About two years ago around Easter, Moises and Chelsea Sanchez were allowed to select all the sweets they wanted for the holiday from a dollar store – chocolate bunnies, bite-sized vanilla-filled chocolate eggs and marshmallow Peeps.
“We just ate them all in like a week,” Moises said.
At the time, after-school activities were limited to watching TV, working on the computer and playing video games. While Moises liked to indulge in Chinese food, Chelsea enjoyed pepperoni pizza.
A sedentary lifestyle and unhealthy eating habits are what led Moises and Chelsea to become overweight. Between 2005 and 2006, about 15 percent of 6- to 11-year-olds and 18 percent of 12- to 17-year-olds were overweight in the United States, according to a National Health and Nutrition Examination Survey. The number of obese children was just as high: Between 2007 and 2008, nearly 17 percent of 2- to 19-year-olds in the United States were obese, according to a National Health and Nutrition Examination Survey released in 2010.
A child is considered overweight when their body mass index is at or above the 85th percentile and lower than the 95th percentile. A child is considered obese when his or her body mass index is at or above the 95th percentile, according to the Centers for Disease Control and Prevention. These percentiles are age- and gender-specific.

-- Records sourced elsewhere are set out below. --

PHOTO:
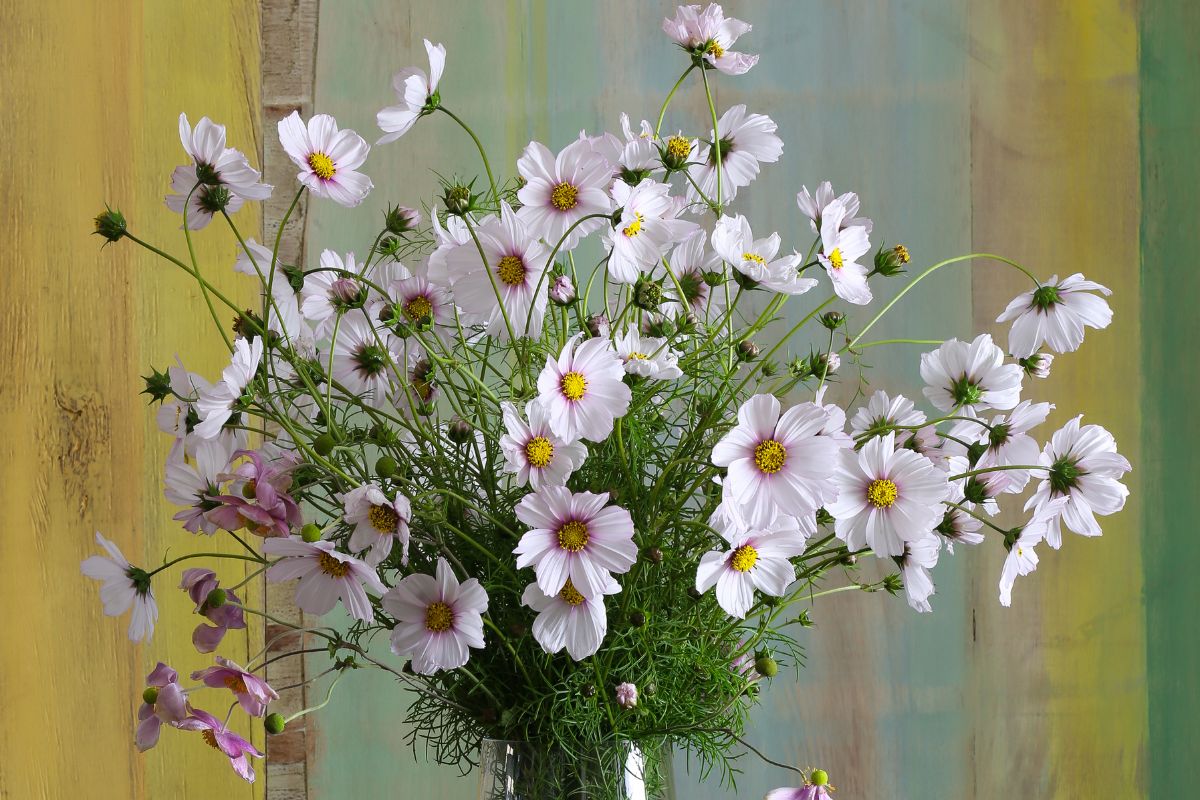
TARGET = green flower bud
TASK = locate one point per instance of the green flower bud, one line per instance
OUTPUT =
(111, 224)
(385, 467)
(274, 723)
(324, 444)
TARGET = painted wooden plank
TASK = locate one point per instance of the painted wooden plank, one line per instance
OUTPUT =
(91, 96)
(1060, 678)
(1170, 176)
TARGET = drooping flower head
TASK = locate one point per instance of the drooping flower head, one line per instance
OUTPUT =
(583, 391)
(438, 619)
(575, 536)
(328, 157)
(886, 497)
(778, 463)
(325, 576)
(417, 92)
(1055, 314)
(123, 585)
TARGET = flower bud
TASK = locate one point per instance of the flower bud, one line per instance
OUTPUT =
(274, 723)
(833, 319)
(400, 220)
(111, 224)
(385, 467)
(562, 290)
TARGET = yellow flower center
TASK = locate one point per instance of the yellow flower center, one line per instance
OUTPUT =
(539, 451)
(574, 385)
(418, 308)
(678, 148)
(634, 227)
(769, 456)
(882, 493)
(384, 518)
(331, 566)
(744, 558)
(573, 536)
(564, 197)
(570, 595)
(438, 617)
(322, 166)
(511, 270)
(235, 684)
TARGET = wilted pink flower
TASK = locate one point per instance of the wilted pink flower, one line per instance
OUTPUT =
(198, 583)
(227, 741)
(252, 692)
(169, 705)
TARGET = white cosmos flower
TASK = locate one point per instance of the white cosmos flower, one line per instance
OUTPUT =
(328, 158)
(325, 576)
(733, 241)
(515, 270)
(919, 557)
(689, 263)
(561, 191)
(378, 522)
(361, 364)
(777, 464)
(415, 90)
(745, 142)
(533, 451)
(840, 250)
(1055, 314)
(585, 390)
(757, 558)
(191, 485)
(647, 356)
(569, 619)
(123, 585)
(330, 290)
(574, 536)
(970, 376)
(882, 413)
(1008, 443)
(438, 619)
(1023, 559)
(814, 206)
(709, 31)
(215, 404)
(886, 497)
(1084, 467)
(647, 228)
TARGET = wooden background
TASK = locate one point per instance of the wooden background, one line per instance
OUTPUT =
(1059, 132)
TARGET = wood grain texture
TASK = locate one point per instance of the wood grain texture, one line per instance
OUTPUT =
(90, 98)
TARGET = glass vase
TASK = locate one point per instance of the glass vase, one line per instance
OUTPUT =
(519, 770)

At his heaviest, Moises, now 14, was about 170 pounds. Chelsea, now 12, was about 140 pounds. They were both around five feet three inches tall.
“Most of the time I would like to wear baggy clothes so it wouldn’t show my stomach. I was embarrassed by my weight,” Chelsea said.
“I’d always go like this,” she said, pulling her T-shirt over her stomach.
Last summer things began to change for the siblings. They joined a summer camp where instructors emphasized exercise, nutritional eating and a healthy lifestyle. At Miami-Dade County Parks, Recreation and Open Spaces Department’s Fit-to-Play camp, Moises lost 40 pounds and Chelsea lost 35.
Similar programs have sprung up throughout South Florida to reverse the rising tide of overweight and obese children. At the University of Miami Miller School of Medicine’s Crunchtime program, children take a one-on-one fitness class and learn about nutrition. In Broward, a group of about 25 kids work on their core strength twice a week at the Power ABS class at the David Posnack Jewish Community Center. And at Memorial Regional Hospital Fitness Center in Hollywood, children join an exercise class and, along with their parents, learn about nutritional eating.
“We need to intervene early as our kids start to gain weight,” said Dr. Will Charlton, a pediatric endocrinologist at Joe DiMaggio Children’s Hospital, part of the Memorial Healthcare System. “If we can get a hold of these kids earlier and make changes, then we can hopefully reverse this trend.”
Obesity in children can lead to the early onset of Type 2 diabetes. In the past five years the number of children with Type 2 diabetes has “skyrocketed,” Charlton said. This is a phenomenon that did not even exist 20 or 30 years ago.
In Type 2 diabetes, an overweight or obese person becomes resistant to insulin, the hormone that carries sugar from the blood to the cells. As a result, insulin does not work well and blood sugar spikes. The body is fooled into thinking that it needs more calories to function and a signal is sent to the brain, telling it to conserve calories.